2. **Design segmentation & compositing**
   - Recommend a segmentation solution (MediaPipe Selfie Segmentation,
     ML Kit, or equivalent) appropriate to the platform and latency budget.
   - Describe how to:
     - Feed video frames into the model.
     - Obtain the segmentation mask.
     - Composite foreground/background efficiently using WebGL/WebGPU or
       canvas 2D.
   - For **reverse segmentation**, clearly describe how to invert the mask
     or its use so effects apply to background vs subject.

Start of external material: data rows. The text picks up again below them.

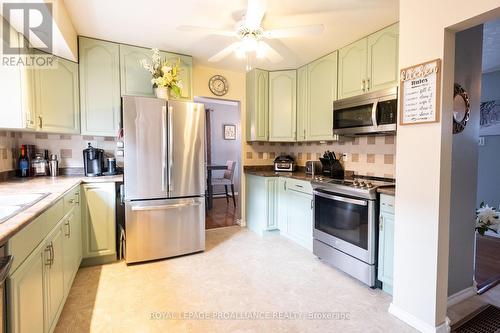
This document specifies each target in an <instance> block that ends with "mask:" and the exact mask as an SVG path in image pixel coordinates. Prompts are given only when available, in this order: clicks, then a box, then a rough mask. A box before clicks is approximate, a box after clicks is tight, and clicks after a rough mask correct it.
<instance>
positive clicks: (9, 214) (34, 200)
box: [0, 193, 49, 223]
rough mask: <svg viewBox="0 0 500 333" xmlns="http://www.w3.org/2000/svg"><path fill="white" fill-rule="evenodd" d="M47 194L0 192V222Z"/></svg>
mask: <svg viewBox="0 0 500 333" xmlns="http://www.w3.org/2000/svg"><path fill="white" fill-rule="evenodd" d="M47 195H49V193H22V194H20V193H12V194H0V223H3V222H5V221H6V220H7V219H9V218H11V217H12V216H14V215H16V214H17V213H20V212H21V211H22V210H24V209H26V208H28V207H30V206H33V205H34V204H35V203H37V202H38V201H40V200H42V199H43V198H45V197H46V196H47Z"/></svg>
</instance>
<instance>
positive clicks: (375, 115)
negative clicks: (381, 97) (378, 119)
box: [372, 99, 379, 126]
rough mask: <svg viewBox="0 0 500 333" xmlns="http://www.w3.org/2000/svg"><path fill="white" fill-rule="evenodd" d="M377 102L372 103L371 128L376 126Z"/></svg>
mask: <svg viewBox="0 0 500 333" xmlns="http://www.w3.org/2000/svg"><path fill="white" fill-rule="evenodd" d="M378 102H379V100H378V99H377V100H376V101H374V102H373V108H372V123H373V126H378V121H377V108H378Z"/></svg>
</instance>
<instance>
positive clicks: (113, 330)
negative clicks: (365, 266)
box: [56, 227, 414, 333]
mask: <svg viewBox="0 0 500 333" xmlns="http://www.w3.org/2000/svg"><path fill="white" fill-rule="evenodd" d="M206 239H207V249H206V251H205V252H203V253H200V254H194V255H189V256H183V257H179V258H174V259H168V260H162V261H156V262H151V263H145V264H140V265H133V266H127V265H125V263H123V262H118V263H114V264H110V265H103V266H96V267H87V268H82V269H80V270H79V272H78V274H77V276H76V279H75V282H74V283H73V286H72V289H71V291H70V295H69V297H68V300H67V302H66V304H65V307H64V309H63V312H62V314H61V318H60V320H59V323H58V325H57V328H56V332H120V333H123V332H244V333H246V332H292V333H293V332H301V333H302V332H384V333H388V332H398V333H399V332H414V330H413V329H412V328H410V327H409V326H407V325H406V324H404V323H403V322H401V321H399V320H398V319H396V318H394V317H393V316H391V315H390V314H389V313H388V312H387V308H388V306H389V303H390V297H389V296H388V295H387V294H385V293H384V292H382V291H381V290H372V289H370V288H368V287H366V286H365V285H363V284H361V283H360V282H358V281H357V280H355V279H353V278H351V277H349V276H347V275H346V274H344V273H342V272H340V271H338V270H336V269H334V268H332V267H330V266H327V265H325V264H324V263H323V262H321V261H320V260H318V259H317V258H316V257H315V256H314V255H313V254H312V253H311V252H309V251H307V250H305V249H303V248H302V247H300V246H298V245H296V244H295V243H293V242H291V241H289V240H287V239H284V238H282V237H281V236H279V235H277V234H270V235H266V236H265V237H260V236H258V235H256V234H254V233H252V232H250V231H248V230H247V229H244V228H240V227H229V228H221V229H213V230H210V231H207V237H206ZM197 311H199V312H202V313H210V314H213V313H225V314H233V315H234V314H235V313H249V312H259V313H261V312H268V313H276V312H285V313H288V314H289V315H290V314H291V313H293V314H295V313H305V314H308V313H311V312H342V313H347V314H348V316H349V318H348V319H347V320H346V319H344V320H332V319H330V320H325V319H323V320H320V319H315V320H293V319H288V320H283V319H282V320H273V319H263V318H261V319H259V320H250V319H246V320H242V319H241V317H240V319H238V320H237V319H234V318H233V319H230V320H227V319H226V320H224V319H223V318H219V319H217V320H216V319H213V318H211V319H208V320H181V319H179V318H177V319H175V318H172V317H170V318H167V316H166V314H167V313H175V314H176V315H179V313H183V312H188V313H196V312H197ZM152 314H154V316H153V317H154V319H152ZM198 315H199V314H198ZM170 316H172V314H170ZM158 317H159V319H158Z"/></svg>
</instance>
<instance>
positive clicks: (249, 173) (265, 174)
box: [245, 169, 313, 181]
mask: <svg viewBox="0 0 500 333" xmlns="http://www.w3.org/2000/svg"><path fill="white" fill-rule="evenodd" d="M245 173H246V174H248V175H254V176H260V177H287V178H294V179H299V180H305V181H311V180H313V177H312V176H311V175H307V174H306V173H305V172H304V171H295V172H276V171H274V170H266V169H261V170H259V169H246V170H245Z"/></svg>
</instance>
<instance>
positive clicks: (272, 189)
mask: <svg viewBox="0 0 500 333" xmlns="http://www.w3.org/2000/svg"><path fill="white" fill-rule="evenodd" d="M277 184H278V178H277V177H260V176H254V175H246V198H247V208H246V218H245V219H246V224H247V227H248V228H249V229H250V230H252V231H254V232H256V233H258V234H263V233H264V232H265V231H268V230H275V229H277V227H278V226H277V225H278V223H277V218H276V197H277V196H276V189H277Z"/></svg>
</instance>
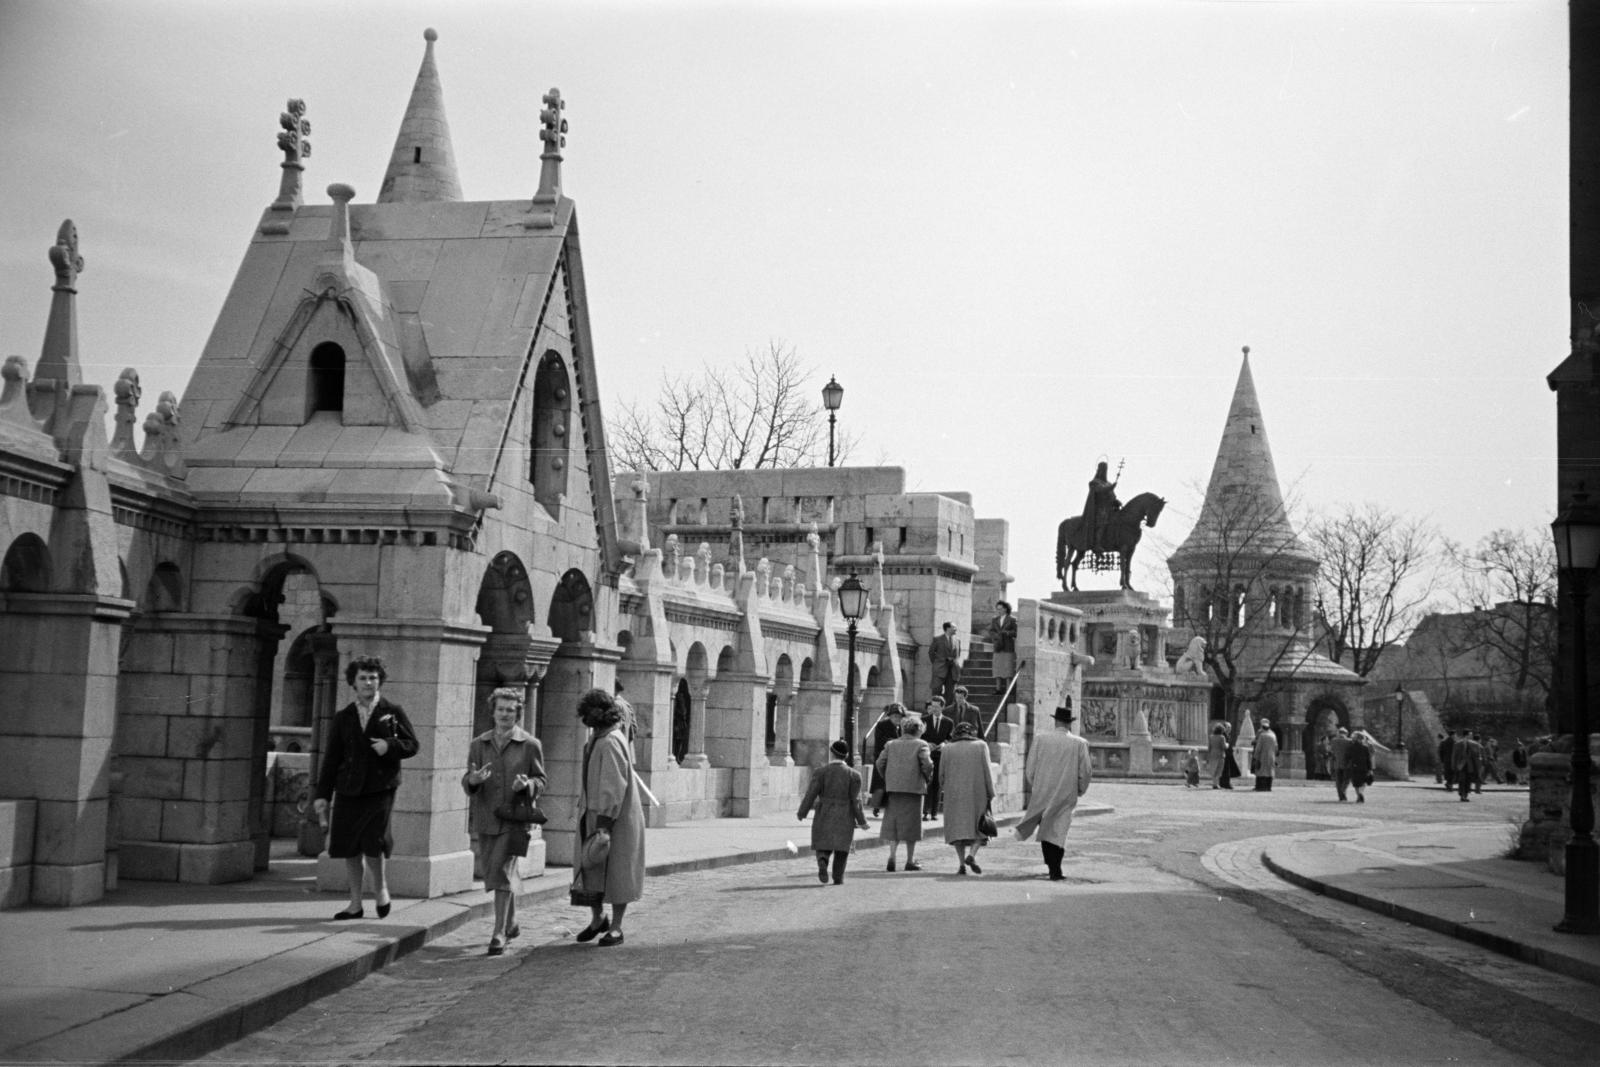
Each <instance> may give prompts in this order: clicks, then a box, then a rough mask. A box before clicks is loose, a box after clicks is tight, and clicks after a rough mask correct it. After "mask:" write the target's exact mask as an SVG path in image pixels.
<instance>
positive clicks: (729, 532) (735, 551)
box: [728, 493, 744, 574]
mask: <svg viewBox="0 0 1600 1067" xmlns="http://www.w3.org/2000/svg"><path fill="white" fill-rule="evenodd" d="M728 528H730V530H728V563H730V565H731V569H733V573H734V574H744V501H742V499H741V498H739V494H738V493H734V494H733V501H731V502H730V504H728Z"/></svg>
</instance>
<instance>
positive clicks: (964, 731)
mask: <svg viewBox="0 0 1600 1067" xmlns="http://www.w3.org/2000/svg"><path fill="white" fill-rule="evenodd" d="M939 785H941V789H942V790H944V840H946V841H949V843H950V845H954V846H955V861H957V869H955V873H958V875H965V873H966V869H968V867H971V869H973V873H974V875H981V873H984V869H982V867H979V865H978V849H979V848H981V846H982V845H984V841H986V840H987V838H986V837H984V835H982V833H979V832H978V819H979V816H982V814H984V813H986V811H989V803H990V801H992V800H994V797H995V779H994V769H992V768H990V766H989V745H986V744H984V742H982V741H979V739H978V728H976V726H973V725H971V723H962V725H960V726H957V728H955V737H952V739H950V741H949V742H946V745H944V760H942V761H941V766H939Z"/></svg>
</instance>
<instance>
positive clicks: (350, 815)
mask: <svg viewBox="0 0 1600 1067" xmlns="http://www.w3.org/2000/svg"><path fill="white" fill-rule="evenodd" d="M394 806H395V793H394V790H387V792H382V793H368V795H365V797H350V795H346V793H336V795H334V798H333V819H331V821H330V825H328V856H331V857H333V859H349V857H352V856H386V857H387V856H389V854H390V853H394V851H395V840H394V837H392V835H390V833H389V813H390V811H394Z"/></svg>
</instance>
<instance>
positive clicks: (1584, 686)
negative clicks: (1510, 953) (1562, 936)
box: [1550, 485, 1600, 934]
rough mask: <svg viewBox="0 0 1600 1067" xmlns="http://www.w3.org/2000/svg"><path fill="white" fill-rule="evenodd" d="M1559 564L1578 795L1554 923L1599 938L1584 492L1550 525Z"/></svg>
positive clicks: (1596, 534) (1575, 799)
mask: <svg viewBox="0 0 1600 1067" xmlns="http://www.w3.org/2000/svg"><path fill="white" fill-rule="evenodd" d="M1550 530H1552V531H1554V533H1555V563H1557V566H1558V568H1560V569H1562V573H1563V574H1565V576H1566V589H1568V592H1570V593H1571V597H1573V685H1571V694H1573V795H1571V805H1570V806H1571V830H1573V837H1571V840H1568V841H1566V913H1565V915H1563V918H1562V921H1560V923H1557V925H1555V929H1557V933H1563V934H1600V849H1597V846H1595V837H1594V829H1595V806H1594V797H1590V793H1589V781H1590V776H1592V773H1594V761H1592V760H1590V758H1589V637H1587V632H1586V625H1584V622H1586V621H1584V614H1586V613H1587V609H1589V581H1590V576H1592V574H1594V571H1595V568H1597V566H1600V509H1597V507H1595V506H1594V504H1590V502H1589V494H1587V493H1584V491H1582V486H1581V485H1579V491H1578V493H1574V494H1573V499H1571V501H1570V502H1568V504H1566V510H1563V512H1562V514H1560V515H1557V517H1555V522H1554V523H1550Z"/></svg>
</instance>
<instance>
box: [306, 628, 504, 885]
mask: <svg viewBox="0 0 1600 1067" xmlns="http://www.w3.org/2000/svg"><path fill="white" fill-rule="evenodd" d="M330 625H331V630H333V635H334V638H338V641H339V654H341V662H347V661H349V657H350V656H378V657H379V659H382V661H384V667H386V670H387V673H389V680H387V681H386V683H384V689H382V696H386V697H387V699H389V701H392V702H395V704H398V705H400V707H403V709H405V713H406V717H408V718H410V720H411V726H413V729H416V736H418V741H419V742H421V749H419V750H418V753H416V755H414V757H411V758H410V760H406V761H405V763H403V765H402V773H400V792H398V793H397V795H395V806H394V819H392V822H390V832H392V833H394V840H395V851H394V856H392V857H390V859H389V888H390V891H392V893H394V894H395V896H410V897H432V896H445V894H450V893H461V891H464V889H469V888H470V886H472V851H470V848H469V840H467V819H466V808H467V795H466V793H464V792H462V789H461V774H462V771H466V768H467V745H469V744H470V742H472V723H474V696H475V691H477V685H475V683H477V657H478V649H480V648H482V646H483V641H485V638H486V637H488V629H486V627H482V625H459V624H451V622H443V621H440V619H427V617H422V619H346V617H338V616H336V617H334V619H331V621H330ZM341 680H342V675H341ZM344 696H346V693H341V697H344ZM346 702H347V701H346V699H339V701H336V704H338V705H339V707H342V705H344V704H346ZM317 888H318V889H323V891H338V889H344V888H347V883H346V870H344V861H342V859H330V857H328V856H326V853H325V854H323V856H320V857H318V861H317Z"/></svg>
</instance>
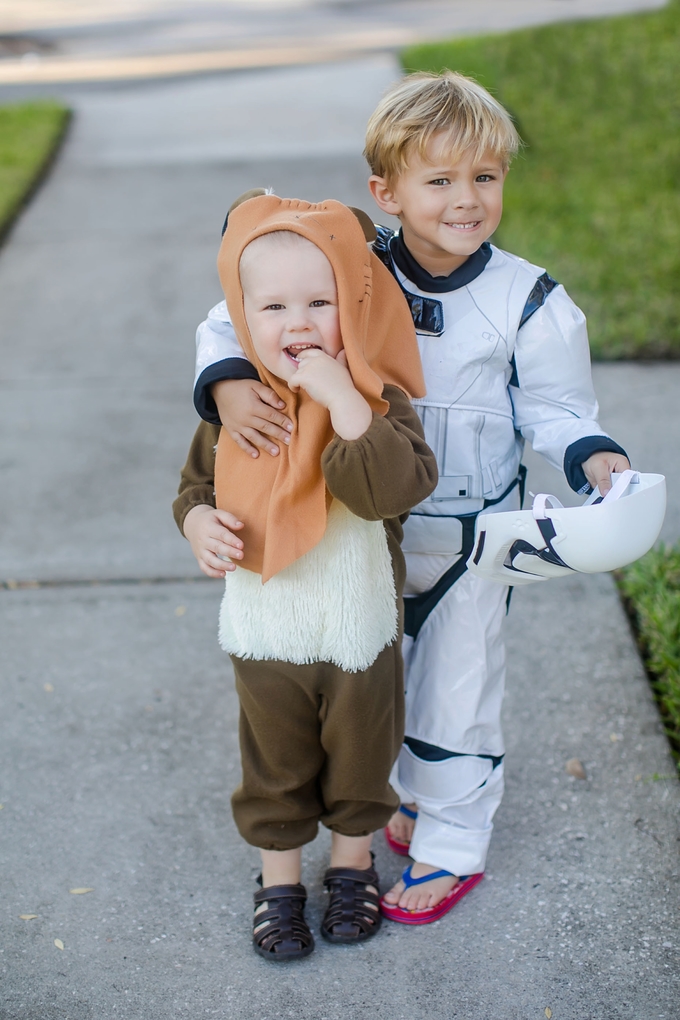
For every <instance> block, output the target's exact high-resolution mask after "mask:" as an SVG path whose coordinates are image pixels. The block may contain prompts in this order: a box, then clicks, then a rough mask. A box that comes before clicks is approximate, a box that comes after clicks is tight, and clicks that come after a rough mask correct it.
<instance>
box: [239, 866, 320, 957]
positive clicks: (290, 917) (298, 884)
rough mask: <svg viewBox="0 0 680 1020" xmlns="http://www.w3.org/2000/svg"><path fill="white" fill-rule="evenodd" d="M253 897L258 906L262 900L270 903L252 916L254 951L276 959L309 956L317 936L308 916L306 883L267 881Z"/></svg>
mask: <svg viewBox="0 0 680 1020" xmlns="http://www.w3.org/2000/svg"><path fill="white" fill-rule="evenodd" d="M254 900H255V909H256V910H257V908H258V907H259V906H260V904H261V903H266V904H267V906H266V908H265V909H264V910H261V911H260V913H259V914H256V915H255V917H254V918H253V945H254V947H255V952H256V953H259V954H260V956H262V957H264V958H265V960H275V961H276V962H279V961H283V960H300V959H302V957H306V956H309V954H310V953H311V952H312V950H313V949H314V937H313V935H312V932H311V931H310V930H309V927H308V925H307V921H306V920H305V914H304V910H305V903H306V901H307V889H306V888H305V886H304V885H302V884H301V883H300V882H298V883H297V884H296V885H268V886H267V887H266V888H263V889H260V890H259V891H258V892H256V894H255V896H254ZM260 925H262V927H260ZM256 929H257V930H256Z"/></svg>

3. **Integrate face mesh tracking**
   - Choose a face mesh solution (e.g., MediaPipe Face Mesh).
   - Explain how to:
     - Extract and normalize landmarks.
     - Smooth landmark data over time to reduce jitter.
     - Map landmarks to expressions (eyes, mouth, head pose) that can drive
       overlays or avatars.

4. **Implement avatar replacement**
   - For 2D avatars:
     - Map face mesh landmarks to simple transforms (position/scale/rotation)
       and expression states.
     - Composite the avatar instead of the raw camera frame.
   - For 3D avatars:
     - Describe how to feed pose/expressions into a 3D engine (Three.js,
       WebGL/WebGPU, or an external engine via bridge).
     - Ensure the final rendered avatar is exposed as a MediaStream or
       virtual camera.

5. **Wire into WebRTC / conferencing**
   - Explain how to:
     - Use `canvas.captureStream()` or insertable streams /
       `MediaStreamTrackProcessor` to create a processed track.
     - Replace the user’s camera track with the processed track.
     - Handle toggling effects on/off and fallback if processing fails.
   - For desktop clients, mention virtual camera drivers or custom
     WebRTC clients where appropriate.

6. **Optimize for performance**
   - Always consider:
     - Running segmentation at reduced resolution and upscaling the result.
     - Reusing canvases and WebGL contexts.
     - Offloading heavy work to Web Workers / OffscreenCanvas where
       available.
   - Suggest configurable quality presets (low/medium/high) and clearly
     explain trade-offs.

7. **Handle edge cases and UX**
   - Discuss:
     - Multi-person frames (selfie segmentation prioritizes nearest person).
     - Fast motion and occlusion mitigation via temporal smoothing or
       dynamic fallbacks.
     - Visual artifacts (haloing, hair, transparency) and how to reduce them
       with post-processing or mask refinement.
   - Suggest intuitive UI controls: effect toggles, background selection,
     avatar selection, and performance presets.

## Output Style

When responding with this skill:

- Favor **concise, stepwise plans** over long essays.
- Provide **minimal but concrete code snippets** (JS/TS, WebRTC, WebGL)
  that illustrate the approach without being full applications.
- Clearly separate:
  - Capture & transport.
  - Segmentation & compositing.
  - Face mesh & avatar logic.
  - Integration into WebRTC / conferencing UI.

If the user shares existing code:

- First, diagram the current pipeline in a short list.
- Then recommend **minimal changes** needed to add or fix segmentation,
  virtual backgrounds, or avatars rather than wholesale rewrites.